Incentives do not operate by magic: they work by focusing attention and by prolonging deliberation. Consequently, they are more likely to prevent errors that arise from insufficient attention and effort than errors that arise from misperception or faulty intuition.
-- Kahneman & Tversky (1986), Rational choice and the framing of decisions, pdf
If you're making a judgment using a process that would become more accurate (less biased) with more attention, effort, or thought, then incentives could help. And if you have some awareness that you're biased (including the direction of your bias), then incentives could help reduce that bias by giving you the motivation to try to correct it.
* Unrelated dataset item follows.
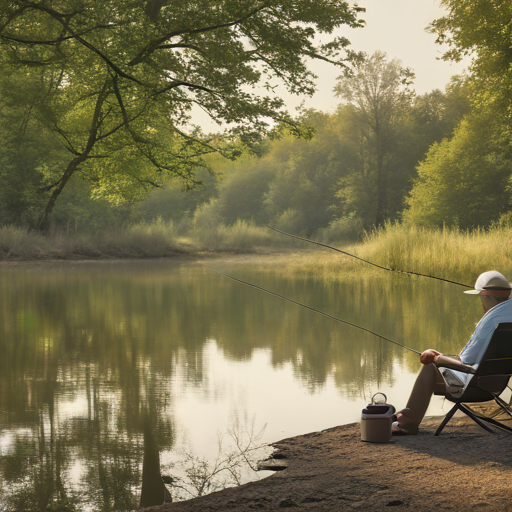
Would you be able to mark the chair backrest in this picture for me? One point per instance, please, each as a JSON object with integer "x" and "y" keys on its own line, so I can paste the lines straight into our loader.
{"x": 498, "y": 356}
But otherwise they won't be much help. As with a visual illusion, you don't realize that your intuition is faulty, or that you're being influenced by a framing effect, or that you're relying on a biased set of information, or whatever, so the bias will remain. And sometimes incentives can make things worse, like if more thought gets you stuck in a rut that makes it harder to switch strategies.
One example is anchoring (pdf). Incentives reduce the bias from anchoring and adjustment, since they get people to think more and continue adjusting farther away from the anchor. But when "anchoring" effects result from the "anchor" bringing to mind a biased set of information, then incentives don't help.
I'm trying to better understand the relationship between incentivization and rationality, and it occurred to me that it is a "folk fact" around here that large financial incentives don't make cognitive biases go away.
However, I can't seem to find any papers that actually say this. It's not easy to google for (I have tried) so I wonder if the Less Wrong collective memory knows how to find the papers?
Is there a pattern to which biases go away with incentivization? Do we have at least 5 examples of biases that go away with incentivization and 5 examples that don't go away with incentivization?
As an incentive, I'll paypal $10 to the commenter whose answer is least biased and most useful.